The present example evaluates the translation of particles reported in Table 3, in-vitro transfection experiments using primary human hepatocytes were performed. Male human cryoplateable hepatocytes were cultured according to the manufacturer's instructions. Cells were stored in liquid nitrogen and after thawing, transferred to 5 mL of InVitroGRO™ CP medium containing Torpedo™ antibiotic mix. The total cell count was determined by using a CASY cell counter. 25,000 cells per well were plated on 96-well collagen I multiwell microplates, and after 2-4 h growth at 37° C. and 5% CO₂, the medium was disposed and replaced with fresh InVitroGRO™ CP medium with Torpedo™ antibiotic mix.

A dose range: 0.01; 0.04; 0.1; 0.3 and 1 μg/well of the particles of Table 3 was prepared by diluting the particles in phosphate-buffered saline (PBS) and resuspending in InVitroGRO HI medium with Torpedo™ antibiotic mix in a volume of 70 μL per well. Primary human hepatocytes were cultured for 24 h, the medium was disposed, and cells were transfected in triplicates using prepared mixture of the particles with a medium. In dose-response experiments, a time course including day 1, day 2 or 3 and day 7 was followed. In experiments longer than 4 days, cells were fed with 20 μL of fresh InVitroGRO HI medium with Torpedo™ antibiotic mix on the fourth day. At selected time points, the medium was disposed and cells were lysed in 100 μL/well of Luciferase Assay System-Cat E1501, Promega lysis buffer. Samples were than diluted 1:2 in lysis buffer and prepared with LUC substrate according to the manufacturer's instructions. For detection of the firefly luciferase activity, photon luminescence emission was measured using a Tecan Infinite 200 Pro (Tecan Trading AG, Mannedorf, Switzerland) or using a CLARIOstar reader.
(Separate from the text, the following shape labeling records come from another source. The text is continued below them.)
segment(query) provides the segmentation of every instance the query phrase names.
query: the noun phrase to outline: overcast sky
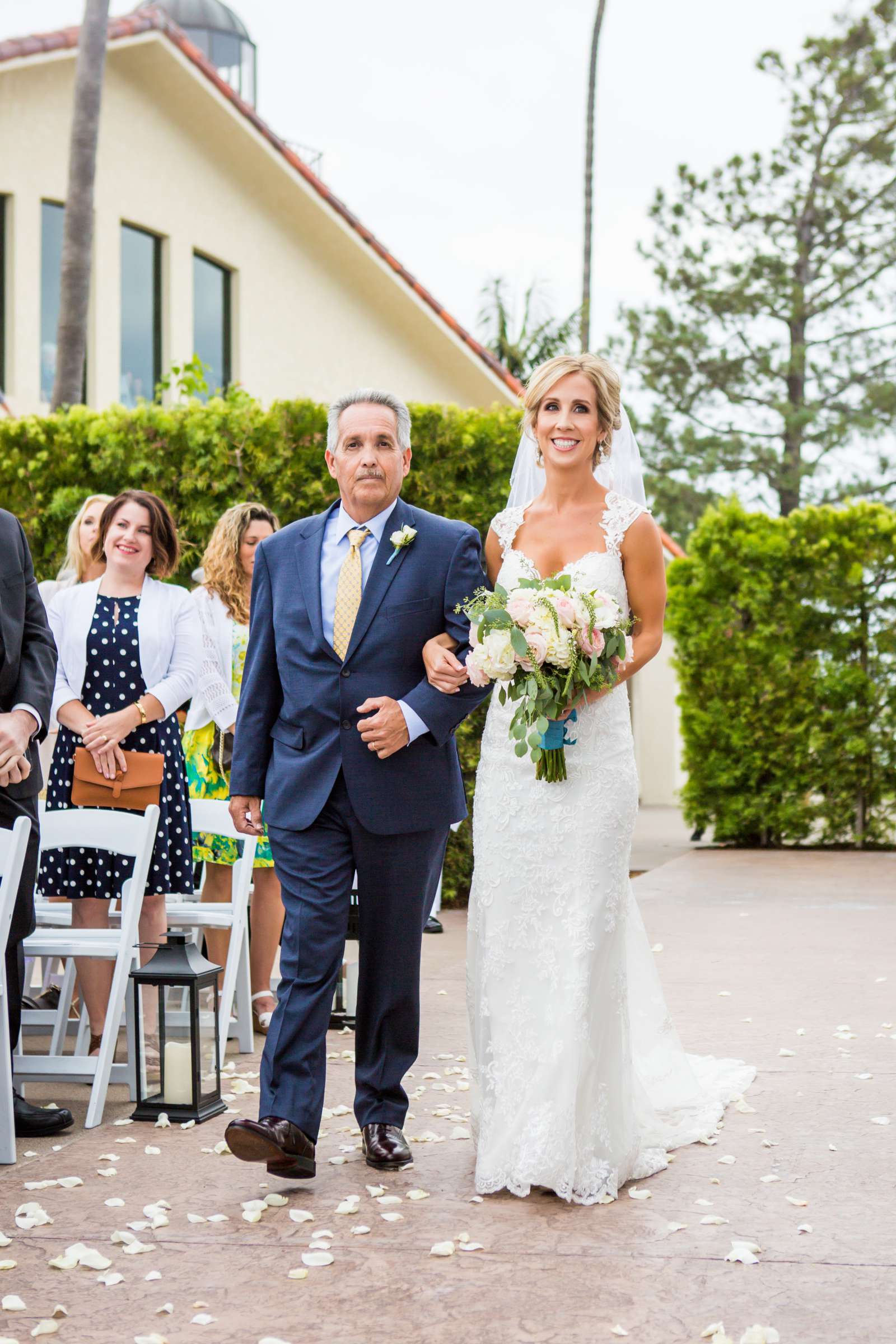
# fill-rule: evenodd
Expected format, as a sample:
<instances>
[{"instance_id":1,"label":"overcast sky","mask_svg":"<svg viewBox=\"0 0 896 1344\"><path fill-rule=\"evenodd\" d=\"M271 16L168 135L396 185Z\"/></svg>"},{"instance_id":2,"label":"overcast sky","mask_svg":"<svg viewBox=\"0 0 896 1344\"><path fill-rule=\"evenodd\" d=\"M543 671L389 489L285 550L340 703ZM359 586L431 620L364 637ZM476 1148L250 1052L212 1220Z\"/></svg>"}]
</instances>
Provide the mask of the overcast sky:
<instances>
[{"instance_id":1,"label":"overcast sky","mask_svg":"<svg viewBox=\"0 0 896 1344\"><path fill-rule=\"evenodd\" d=\"M111 12L134 8L116 3ZM258 109L466 327L505 276L579 301L595 0L242 0ZM760 51L793 56L836 0L607 0L598 74L592 345L653 297L635 251L678 163L764 149L783 125ZM3 0L0 36L78 23L82 0Z\"/></svg>"}]
</instances>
FIG. 2 is a heatmap illustrating luciferase activity in hepatocytes after transfection of 0.1 μg of formulated modRNA per 2.5×10⁴ cells.

FIG. 4 is a series of plots illustrating luciferase activity (measured as RLUs) on Days 1, 2, and 7 for provided Formulations 1-4.

FIG. 6 is a series of plots illustrating luciferase activity (measured as RLUs) on Days 1, 2, and 7 for provided Formulations 5-8.

FIG. 8 is a series of plots illustrating luciferase activity (measured as RLUs) on Days 1, 2, and 7 for provided Formulations 13-16.

FIG. 11 is a series of plots illustrating luciferase activity (measured as RLUs) on Days 1, 3, and 7 for provided Formulations 17-20.

The embodiments of the disclosure described above are intended to be merely exemplary, numerous variations and modifications will be apparent to those skilled in the art. All such variations and modifications are intended to be within the scope of the present invention as defined in any appended claims.